As the national economy continues to shed jobs, cities are looking for ways to grapple with high levels of unemployment. In Las Vegas, Mayor Oscar Goodman is hoping that construction of a new City Hall will spur new development in the city's central business district. New York City Mayor Michael Bloomberg touted his Five Borough Economic Opportunity Plan, which includes job training initiatives, programs to assist small businesses, and capital construction projects.
In Los Angeles this week, Mayor Antonio Villaraigosa hired former investment banker Austin Beutner to fill the newly-created position of First Deputy Mayor and Chief Executive for Economic and Business Policy. The First Deputy Mayor will be charged with accelerating job creation. "He will drastically change the City's approach to job creation and economic development," Villaraigosa announced on Monday.
The Wall Street Journal reports that Beutner will have broad powers, "About half of city government departments--from the Port of Los Angeles to the city's sprawling Department of Water and Power utility--will report directly to him."
Beutner gives some hints about how he intends to use these powers. He will take steps to "make Los Angeles the most business-friendly city in the country."
But what characteristics make a city more or less business friendly?

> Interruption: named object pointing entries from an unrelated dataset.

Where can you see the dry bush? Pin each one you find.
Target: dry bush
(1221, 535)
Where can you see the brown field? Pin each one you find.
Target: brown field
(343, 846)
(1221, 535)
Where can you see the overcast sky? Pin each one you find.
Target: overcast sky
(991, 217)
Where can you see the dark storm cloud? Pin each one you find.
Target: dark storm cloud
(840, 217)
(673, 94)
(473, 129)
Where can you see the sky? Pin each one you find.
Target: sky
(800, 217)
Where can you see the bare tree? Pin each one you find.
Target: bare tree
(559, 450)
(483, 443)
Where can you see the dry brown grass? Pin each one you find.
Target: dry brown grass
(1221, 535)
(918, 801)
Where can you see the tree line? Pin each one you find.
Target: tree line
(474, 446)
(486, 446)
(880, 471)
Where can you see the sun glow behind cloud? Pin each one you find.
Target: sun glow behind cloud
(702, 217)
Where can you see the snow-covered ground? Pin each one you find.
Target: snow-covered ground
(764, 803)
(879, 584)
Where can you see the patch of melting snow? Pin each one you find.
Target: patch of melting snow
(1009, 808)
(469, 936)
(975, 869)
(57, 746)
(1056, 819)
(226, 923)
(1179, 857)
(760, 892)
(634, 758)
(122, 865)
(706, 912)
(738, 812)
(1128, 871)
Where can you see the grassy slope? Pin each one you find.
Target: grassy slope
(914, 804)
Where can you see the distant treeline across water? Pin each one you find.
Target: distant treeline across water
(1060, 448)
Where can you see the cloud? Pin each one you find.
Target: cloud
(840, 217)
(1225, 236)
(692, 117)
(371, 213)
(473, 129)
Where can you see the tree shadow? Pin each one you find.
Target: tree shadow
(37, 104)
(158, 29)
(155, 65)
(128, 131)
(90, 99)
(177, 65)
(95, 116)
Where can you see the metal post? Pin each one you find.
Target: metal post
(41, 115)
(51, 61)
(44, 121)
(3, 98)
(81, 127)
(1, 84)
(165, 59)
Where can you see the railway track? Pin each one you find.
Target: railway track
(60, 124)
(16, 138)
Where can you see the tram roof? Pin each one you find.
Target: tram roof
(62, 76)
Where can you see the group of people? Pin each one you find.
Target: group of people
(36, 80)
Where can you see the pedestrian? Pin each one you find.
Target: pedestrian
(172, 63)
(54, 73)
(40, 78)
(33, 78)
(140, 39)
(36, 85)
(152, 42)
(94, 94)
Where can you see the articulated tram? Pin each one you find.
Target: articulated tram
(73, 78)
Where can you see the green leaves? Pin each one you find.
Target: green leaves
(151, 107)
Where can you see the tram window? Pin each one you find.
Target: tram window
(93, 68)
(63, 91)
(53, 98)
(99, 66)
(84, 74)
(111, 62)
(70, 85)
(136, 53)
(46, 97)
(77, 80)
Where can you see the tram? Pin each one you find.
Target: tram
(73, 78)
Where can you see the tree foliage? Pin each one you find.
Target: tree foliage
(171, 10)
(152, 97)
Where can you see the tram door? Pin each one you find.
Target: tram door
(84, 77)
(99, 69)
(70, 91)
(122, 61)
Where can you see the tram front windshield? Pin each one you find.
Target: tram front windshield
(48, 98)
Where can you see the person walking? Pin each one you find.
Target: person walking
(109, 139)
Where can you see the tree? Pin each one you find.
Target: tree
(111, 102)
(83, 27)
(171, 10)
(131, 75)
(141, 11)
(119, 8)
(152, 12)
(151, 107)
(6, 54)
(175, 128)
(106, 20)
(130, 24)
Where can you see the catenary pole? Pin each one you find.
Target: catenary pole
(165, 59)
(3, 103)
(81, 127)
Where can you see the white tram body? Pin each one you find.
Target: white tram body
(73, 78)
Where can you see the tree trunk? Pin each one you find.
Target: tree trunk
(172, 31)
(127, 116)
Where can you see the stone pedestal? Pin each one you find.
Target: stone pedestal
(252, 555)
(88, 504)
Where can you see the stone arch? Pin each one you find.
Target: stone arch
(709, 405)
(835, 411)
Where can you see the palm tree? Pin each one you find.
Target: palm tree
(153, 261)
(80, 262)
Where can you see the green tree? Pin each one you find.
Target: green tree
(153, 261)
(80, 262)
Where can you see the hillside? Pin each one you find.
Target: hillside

Is it simply low tax rates and minimal regulation? The Los Angeles County Business Federation would say yes: "We have a city government that thinks last about the effects of laws and regulation on the business community, and how [they] affect businesses staying in Low Angeles and new business coming into the city."
I would argue that both taxes and regulation are essential functions of local government that actually serve the interests of business. Of course there are instances in which certain taxes can incentivize the wrong types of behavior or when some regulations may be outdated or no longer serve their intended purpose.
But overall, businesses need cities to provide high-quality services and public goods: public education, sanitation, transportation, public safety, and public parks, to name a few. Businesses also need a regulatory environment that provides safety and accountability both for businesses and customers. No restaurant wants to be fined for a health code violation, but customers demand that city inspectors will protect their health and safety.
Beyond providing services and protecting public health and safety, I would argue that cities can play an even more meaningful role. Writing for the Nation in 2005, Peter Dreier writes of Mayor Villaraigosa's election victory earlier that year, "He needs to be a new kind of probusines mayor--by redefining a 'healthy business climate' to mean prosperity that is shared by working people, one that lifts the working poor into the middle class."
If you think about it, does a city made up of the working poor really constitute a healthy business climate? Not if you consider how private capital tends to flee low-income neighborhoods, how property values suffer, and how low-income families have less disposable income to spend on good and services. Not if you consider the educational outcomes of children in poverty and how businesses are attracted to cities with highly-skilled workers.
Progressive policies that promote higher wages for working families and provide basic benefits, like the right to take off of work when you are sick, can actually create a stronger business climate. Let's hope that Los Angeles' new jobs czar realizes this as well.